Using the private jet of a wealthy Saudi Arab, whose extended family, including a second wife, was granted citizenship, to go holiday was presented as perfectly normal behaviour by the president. So was the construction of high-rise buildings with luxury apartments that were sold to people applying for citizenship, by a member of his family. He could not stop his family earning a living because he was president, he argued. Nobody, not even the opposition parties, which made a big issue of corruption before May’s parliamentary election, challenged him, preferring to speak generally rather than specifically.
That the Cyprus Republic received bad publicity worldwide, as a result of the citizenship scheme that also landed it trouble with the EU was not the fault of the government or the president. Others were to blame such as the people who passed on information to Al Jazeera and the European Commission which wanted to punish Cyprus unjustifiably for exercising its sovereign right to issue citizenships.

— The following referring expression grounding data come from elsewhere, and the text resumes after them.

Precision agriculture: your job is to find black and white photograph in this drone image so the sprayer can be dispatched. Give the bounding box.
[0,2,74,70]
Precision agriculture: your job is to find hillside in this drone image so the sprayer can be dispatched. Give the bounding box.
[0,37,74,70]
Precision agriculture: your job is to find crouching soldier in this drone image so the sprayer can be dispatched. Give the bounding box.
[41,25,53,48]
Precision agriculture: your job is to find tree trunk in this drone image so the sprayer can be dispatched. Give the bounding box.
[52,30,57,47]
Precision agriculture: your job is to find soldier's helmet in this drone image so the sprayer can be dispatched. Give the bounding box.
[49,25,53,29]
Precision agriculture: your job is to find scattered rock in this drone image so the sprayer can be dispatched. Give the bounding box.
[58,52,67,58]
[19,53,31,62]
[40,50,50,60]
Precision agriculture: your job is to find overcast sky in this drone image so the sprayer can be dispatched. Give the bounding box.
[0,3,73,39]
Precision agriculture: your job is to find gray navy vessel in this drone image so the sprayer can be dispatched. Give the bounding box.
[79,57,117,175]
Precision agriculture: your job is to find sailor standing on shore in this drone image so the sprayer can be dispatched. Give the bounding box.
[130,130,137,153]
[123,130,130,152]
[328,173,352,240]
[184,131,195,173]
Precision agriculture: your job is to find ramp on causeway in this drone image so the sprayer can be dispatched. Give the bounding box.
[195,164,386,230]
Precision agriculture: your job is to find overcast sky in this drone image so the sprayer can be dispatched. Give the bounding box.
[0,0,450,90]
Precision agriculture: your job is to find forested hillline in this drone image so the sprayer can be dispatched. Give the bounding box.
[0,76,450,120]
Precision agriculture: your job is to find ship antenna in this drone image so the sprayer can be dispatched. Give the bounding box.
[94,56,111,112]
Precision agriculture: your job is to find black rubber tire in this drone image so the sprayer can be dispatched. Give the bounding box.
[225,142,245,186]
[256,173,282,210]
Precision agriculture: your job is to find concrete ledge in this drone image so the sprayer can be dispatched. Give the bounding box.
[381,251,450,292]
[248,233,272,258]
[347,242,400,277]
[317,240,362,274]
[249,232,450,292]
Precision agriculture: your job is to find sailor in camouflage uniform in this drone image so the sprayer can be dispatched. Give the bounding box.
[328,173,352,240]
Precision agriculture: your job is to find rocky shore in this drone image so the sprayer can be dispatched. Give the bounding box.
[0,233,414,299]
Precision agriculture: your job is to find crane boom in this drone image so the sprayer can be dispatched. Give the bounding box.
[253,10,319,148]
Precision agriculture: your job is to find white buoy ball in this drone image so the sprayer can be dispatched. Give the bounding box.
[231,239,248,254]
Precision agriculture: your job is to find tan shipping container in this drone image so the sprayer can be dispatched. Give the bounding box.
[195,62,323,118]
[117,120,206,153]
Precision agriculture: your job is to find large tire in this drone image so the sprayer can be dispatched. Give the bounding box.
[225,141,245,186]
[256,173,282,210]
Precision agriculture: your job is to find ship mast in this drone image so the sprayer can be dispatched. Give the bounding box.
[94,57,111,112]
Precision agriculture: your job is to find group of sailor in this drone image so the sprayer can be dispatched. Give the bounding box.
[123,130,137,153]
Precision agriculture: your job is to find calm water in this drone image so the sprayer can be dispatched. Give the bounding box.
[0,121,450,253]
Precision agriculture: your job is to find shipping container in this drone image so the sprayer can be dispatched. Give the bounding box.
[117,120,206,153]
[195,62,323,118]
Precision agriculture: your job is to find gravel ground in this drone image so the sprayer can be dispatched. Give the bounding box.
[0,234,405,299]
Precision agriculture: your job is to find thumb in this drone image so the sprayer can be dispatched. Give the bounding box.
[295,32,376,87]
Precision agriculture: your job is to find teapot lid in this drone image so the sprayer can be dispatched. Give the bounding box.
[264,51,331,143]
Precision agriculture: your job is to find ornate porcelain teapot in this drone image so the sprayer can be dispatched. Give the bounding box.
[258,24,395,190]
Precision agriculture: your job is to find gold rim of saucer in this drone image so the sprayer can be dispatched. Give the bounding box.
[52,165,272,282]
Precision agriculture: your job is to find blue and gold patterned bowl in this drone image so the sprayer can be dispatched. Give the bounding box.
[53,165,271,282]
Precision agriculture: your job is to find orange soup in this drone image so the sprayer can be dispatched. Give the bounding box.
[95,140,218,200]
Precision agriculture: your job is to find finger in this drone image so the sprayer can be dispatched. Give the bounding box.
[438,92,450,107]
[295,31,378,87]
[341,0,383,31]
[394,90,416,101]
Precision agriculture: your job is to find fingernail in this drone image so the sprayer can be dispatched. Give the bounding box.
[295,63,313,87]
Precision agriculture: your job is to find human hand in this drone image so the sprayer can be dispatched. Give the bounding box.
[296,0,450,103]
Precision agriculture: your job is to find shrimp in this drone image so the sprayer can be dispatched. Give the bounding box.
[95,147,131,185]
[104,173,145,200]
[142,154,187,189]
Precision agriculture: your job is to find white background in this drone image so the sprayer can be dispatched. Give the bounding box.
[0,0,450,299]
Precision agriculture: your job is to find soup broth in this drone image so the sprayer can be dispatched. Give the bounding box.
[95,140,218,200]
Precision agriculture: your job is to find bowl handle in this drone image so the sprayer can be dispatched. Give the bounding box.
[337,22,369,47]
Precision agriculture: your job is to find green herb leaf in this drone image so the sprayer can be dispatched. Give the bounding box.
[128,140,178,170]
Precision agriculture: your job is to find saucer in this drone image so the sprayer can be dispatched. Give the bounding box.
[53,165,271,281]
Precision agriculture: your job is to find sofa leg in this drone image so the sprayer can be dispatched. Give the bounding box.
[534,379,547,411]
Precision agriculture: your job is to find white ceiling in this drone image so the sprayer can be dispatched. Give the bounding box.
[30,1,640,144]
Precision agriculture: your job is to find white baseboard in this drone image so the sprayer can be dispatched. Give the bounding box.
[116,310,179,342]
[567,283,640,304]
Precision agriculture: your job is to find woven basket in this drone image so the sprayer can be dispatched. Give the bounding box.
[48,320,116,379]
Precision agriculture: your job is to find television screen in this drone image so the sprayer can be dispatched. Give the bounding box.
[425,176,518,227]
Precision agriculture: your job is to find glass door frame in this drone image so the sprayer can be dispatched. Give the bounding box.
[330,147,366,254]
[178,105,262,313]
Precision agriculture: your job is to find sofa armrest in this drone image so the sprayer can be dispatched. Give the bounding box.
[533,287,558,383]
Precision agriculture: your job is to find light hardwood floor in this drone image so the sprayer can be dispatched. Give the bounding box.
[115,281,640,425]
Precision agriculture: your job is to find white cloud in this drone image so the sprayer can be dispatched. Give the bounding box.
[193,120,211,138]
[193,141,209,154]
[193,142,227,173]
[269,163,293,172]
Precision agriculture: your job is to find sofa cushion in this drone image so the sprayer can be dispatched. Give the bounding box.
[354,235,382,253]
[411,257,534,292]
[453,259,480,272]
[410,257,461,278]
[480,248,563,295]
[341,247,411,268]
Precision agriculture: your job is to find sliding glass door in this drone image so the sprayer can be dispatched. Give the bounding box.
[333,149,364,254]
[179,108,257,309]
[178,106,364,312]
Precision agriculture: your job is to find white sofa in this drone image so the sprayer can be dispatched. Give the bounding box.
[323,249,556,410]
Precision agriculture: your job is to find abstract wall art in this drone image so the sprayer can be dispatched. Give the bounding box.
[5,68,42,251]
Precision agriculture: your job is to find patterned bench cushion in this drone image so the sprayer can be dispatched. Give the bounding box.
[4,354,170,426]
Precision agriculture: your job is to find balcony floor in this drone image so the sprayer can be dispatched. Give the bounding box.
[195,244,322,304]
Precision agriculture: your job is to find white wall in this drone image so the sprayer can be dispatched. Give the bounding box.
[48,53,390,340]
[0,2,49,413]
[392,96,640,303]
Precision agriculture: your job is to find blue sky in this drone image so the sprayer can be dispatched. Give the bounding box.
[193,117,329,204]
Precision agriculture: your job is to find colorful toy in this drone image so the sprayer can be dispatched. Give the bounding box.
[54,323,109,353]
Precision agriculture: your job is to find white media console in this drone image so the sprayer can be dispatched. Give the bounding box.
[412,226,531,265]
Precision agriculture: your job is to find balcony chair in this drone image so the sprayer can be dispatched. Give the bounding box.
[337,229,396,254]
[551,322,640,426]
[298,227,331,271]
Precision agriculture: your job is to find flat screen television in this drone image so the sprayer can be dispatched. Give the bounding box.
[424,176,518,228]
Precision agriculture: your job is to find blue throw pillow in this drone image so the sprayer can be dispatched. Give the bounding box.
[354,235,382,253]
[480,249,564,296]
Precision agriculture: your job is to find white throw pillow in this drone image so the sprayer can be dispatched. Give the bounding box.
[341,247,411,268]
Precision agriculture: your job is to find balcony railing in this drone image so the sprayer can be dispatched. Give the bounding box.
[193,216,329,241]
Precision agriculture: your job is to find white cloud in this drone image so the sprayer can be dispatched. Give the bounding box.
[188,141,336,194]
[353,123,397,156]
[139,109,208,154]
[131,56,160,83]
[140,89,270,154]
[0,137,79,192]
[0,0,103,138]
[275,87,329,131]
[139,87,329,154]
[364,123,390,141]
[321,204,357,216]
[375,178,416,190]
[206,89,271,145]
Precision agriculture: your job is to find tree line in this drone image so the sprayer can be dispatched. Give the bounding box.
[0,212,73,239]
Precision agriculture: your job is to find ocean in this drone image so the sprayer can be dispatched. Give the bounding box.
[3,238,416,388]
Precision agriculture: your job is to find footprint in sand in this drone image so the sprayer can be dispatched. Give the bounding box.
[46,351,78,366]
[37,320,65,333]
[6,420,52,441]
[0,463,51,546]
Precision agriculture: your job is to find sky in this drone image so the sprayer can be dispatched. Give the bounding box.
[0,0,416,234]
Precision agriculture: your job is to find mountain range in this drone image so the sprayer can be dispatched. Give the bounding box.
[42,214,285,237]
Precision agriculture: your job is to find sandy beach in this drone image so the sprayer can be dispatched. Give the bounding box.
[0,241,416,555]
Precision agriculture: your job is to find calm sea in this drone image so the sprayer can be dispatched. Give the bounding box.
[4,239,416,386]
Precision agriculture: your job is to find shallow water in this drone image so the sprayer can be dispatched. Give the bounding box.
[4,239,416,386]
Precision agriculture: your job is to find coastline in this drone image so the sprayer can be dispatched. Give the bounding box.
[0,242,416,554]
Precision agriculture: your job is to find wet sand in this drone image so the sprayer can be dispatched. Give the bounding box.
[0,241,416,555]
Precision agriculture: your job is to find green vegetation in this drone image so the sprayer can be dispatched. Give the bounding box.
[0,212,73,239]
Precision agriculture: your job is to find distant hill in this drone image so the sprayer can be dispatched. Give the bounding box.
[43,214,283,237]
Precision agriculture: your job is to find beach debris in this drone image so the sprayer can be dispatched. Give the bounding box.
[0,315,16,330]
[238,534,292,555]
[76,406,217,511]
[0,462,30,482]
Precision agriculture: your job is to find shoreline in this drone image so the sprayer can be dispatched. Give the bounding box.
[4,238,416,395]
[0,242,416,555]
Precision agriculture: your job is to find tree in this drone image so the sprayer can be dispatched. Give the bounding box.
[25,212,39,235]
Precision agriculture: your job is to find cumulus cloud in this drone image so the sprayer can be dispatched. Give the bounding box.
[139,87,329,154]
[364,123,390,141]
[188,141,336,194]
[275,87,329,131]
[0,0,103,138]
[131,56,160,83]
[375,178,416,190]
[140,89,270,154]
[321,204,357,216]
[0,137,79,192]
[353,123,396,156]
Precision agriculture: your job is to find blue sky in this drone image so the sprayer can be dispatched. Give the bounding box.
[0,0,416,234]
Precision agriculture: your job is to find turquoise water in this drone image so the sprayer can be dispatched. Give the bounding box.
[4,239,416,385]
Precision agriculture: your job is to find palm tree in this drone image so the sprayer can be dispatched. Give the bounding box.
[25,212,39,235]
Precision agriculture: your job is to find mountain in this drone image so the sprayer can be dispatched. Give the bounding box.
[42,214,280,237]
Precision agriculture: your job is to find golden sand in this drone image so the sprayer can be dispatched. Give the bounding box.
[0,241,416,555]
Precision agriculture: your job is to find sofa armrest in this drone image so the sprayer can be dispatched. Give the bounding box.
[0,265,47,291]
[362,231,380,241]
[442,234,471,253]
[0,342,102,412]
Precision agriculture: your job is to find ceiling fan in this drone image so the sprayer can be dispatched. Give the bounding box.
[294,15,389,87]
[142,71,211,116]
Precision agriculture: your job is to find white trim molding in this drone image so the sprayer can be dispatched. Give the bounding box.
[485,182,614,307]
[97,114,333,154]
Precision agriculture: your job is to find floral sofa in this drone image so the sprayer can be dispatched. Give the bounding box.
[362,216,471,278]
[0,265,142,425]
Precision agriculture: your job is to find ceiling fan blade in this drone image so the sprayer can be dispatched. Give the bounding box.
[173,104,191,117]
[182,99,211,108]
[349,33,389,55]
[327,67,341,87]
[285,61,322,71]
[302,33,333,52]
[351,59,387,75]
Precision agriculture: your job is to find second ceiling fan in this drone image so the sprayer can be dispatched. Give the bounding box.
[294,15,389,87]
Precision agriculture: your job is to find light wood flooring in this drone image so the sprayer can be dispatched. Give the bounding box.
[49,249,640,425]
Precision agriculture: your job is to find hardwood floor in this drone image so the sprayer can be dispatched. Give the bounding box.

It is no different with the Cyprus problem. The fenced area of Varosha has now been partly opened and we are on the verge of permanent partition, but Anastasiades is blameless. Turkish intransigence is exclusively to blame as is the UN Secretary-General for failing to implement the UN resolutions, is the line constantly repeated by Anastasiades. He walked out of Crans-Montana, because of Turkish intransigence and the bias of the UNSG’s Special envoy and subsequently turned down Mustafa Akinci’s proposal for a strategic agreement on the Guterres framework.
Things have become much easier for him since Turkey has given up on a federal settlement, which he allegedly supports as long as political equality is excluded from any agreement. The objective now is a resumption of talks, not that these would lead anywhere but because their failure would allow Anastasiades to claim that he did his best to prevent the partition, his actions made unavoidable.